What we need to do is grant this section of finger a position allowing three different portions of it to fret each respective string cleanly; we're dividing the section of finger up into three even smaller sections, each designated it's own job. If we're playing across three strings on the same fret, as in your first example we'll be using:

1) the fingertip for the third (G) string;
2) the finger pad for the second (B) string; and
3) the knuckle for the first (E) string.

If each portion has a clearly defined role, we won't have to worry about identity crises later on.
What we're aiming for is a rolling motion to allow the finger to sound each string one by one. This is comparable to the motion of a rocking chair. Set your finger up in the way described above, so that each sub-section of your finger can touch each respective string.

Now, let's not worry about rolling across all three strings - let's try two at a time, and then tie those ideas together, for a more concentrated practice regiment.
Start by fretting with your fingertip on the third string, then roll, with a slight, sympathetic movement of the wrist, your finger so that your finger pad frets the second string, and your fingertip lightly touches the third string from underneath.

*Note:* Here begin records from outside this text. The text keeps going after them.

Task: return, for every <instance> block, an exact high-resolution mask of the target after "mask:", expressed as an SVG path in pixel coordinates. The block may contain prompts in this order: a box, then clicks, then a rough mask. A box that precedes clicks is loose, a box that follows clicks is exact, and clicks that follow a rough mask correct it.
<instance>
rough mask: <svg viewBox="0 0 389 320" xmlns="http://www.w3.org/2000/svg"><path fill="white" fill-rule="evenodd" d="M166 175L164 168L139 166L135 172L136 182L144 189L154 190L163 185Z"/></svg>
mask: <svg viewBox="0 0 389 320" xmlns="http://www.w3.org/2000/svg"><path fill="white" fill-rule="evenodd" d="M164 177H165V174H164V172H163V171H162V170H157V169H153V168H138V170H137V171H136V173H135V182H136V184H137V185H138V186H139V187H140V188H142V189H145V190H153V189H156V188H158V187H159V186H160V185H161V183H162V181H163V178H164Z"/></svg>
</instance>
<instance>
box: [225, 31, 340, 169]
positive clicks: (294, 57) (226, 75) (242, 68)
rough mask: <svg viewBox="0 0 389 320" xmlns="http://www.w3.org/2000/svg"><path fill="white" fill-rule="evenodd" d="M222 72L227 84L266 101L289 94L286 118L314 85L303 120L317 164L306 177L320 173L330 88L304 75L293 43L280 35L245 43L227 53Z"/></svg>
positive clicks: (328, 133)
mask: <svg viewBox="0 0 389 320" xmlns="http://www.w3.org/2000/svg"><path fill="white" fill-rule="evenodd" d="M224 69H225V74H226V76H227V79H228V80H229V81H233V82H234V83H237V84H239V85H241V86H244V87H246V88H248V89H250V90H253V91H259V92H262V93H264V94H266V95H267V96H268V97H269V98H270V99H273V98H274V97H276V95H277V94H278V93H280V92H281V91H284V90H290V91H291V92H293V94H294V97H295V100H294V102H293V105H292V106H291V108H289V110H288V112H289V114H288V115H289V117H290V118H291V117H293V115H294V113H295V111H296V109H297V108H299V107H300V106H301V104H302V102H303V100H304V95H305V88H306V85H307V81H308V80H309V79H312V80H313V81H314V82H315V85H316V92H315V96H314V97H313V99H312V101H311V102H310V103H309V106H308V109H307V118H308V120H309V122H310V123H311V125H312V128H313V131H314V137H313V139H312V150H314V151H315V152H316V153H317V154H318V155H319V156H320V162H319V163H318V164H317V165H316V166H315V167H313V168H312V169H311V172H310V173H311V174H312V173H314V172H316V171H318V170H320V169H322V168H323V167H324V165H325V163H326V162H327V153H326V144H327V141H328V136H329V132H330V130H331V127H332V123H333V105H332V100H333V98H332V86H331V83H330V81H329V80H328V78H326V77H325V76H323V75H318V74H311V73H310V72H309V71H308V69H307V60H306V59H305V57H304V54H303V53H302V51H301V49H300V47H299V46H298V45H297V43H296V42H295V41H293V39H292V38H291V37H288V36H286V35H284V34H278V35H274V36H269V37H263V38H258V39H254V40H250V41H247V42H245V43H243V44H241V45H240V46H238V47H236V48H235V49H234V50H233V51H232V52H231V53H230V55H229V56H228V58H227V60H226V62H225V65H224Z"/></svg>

This ''light touch'' will mute the third string and prevent any extraneous noise from ringing out.
Repeat this process slowly a few times; 10 repetitions that are slow and accurate will be much more beneficial, and much less frustrating, then 100 repetitions with problems.
The next step is to fret the first string with the knuckle-joint of your finger (this is a mild approximation, depending on your finger's size), and roll your finger in a see-saw motion so that your knuckle is relieved of effort upon the first string, while your finger pad simultaneously offers an effort upon the second string. Again, repeat this a few times in slow, consciously controlled repetitions; it'll all come together soon!

Once you have these two halves comfortable and feeling confident, tie them together, keeping in active thought the mechanics behind the movements.

As a side-note, the same principle applies in your second example, though you only need use the fingertip and fingerpad for a successful roll.

If I can clarify anything in this post, please feel free to ask.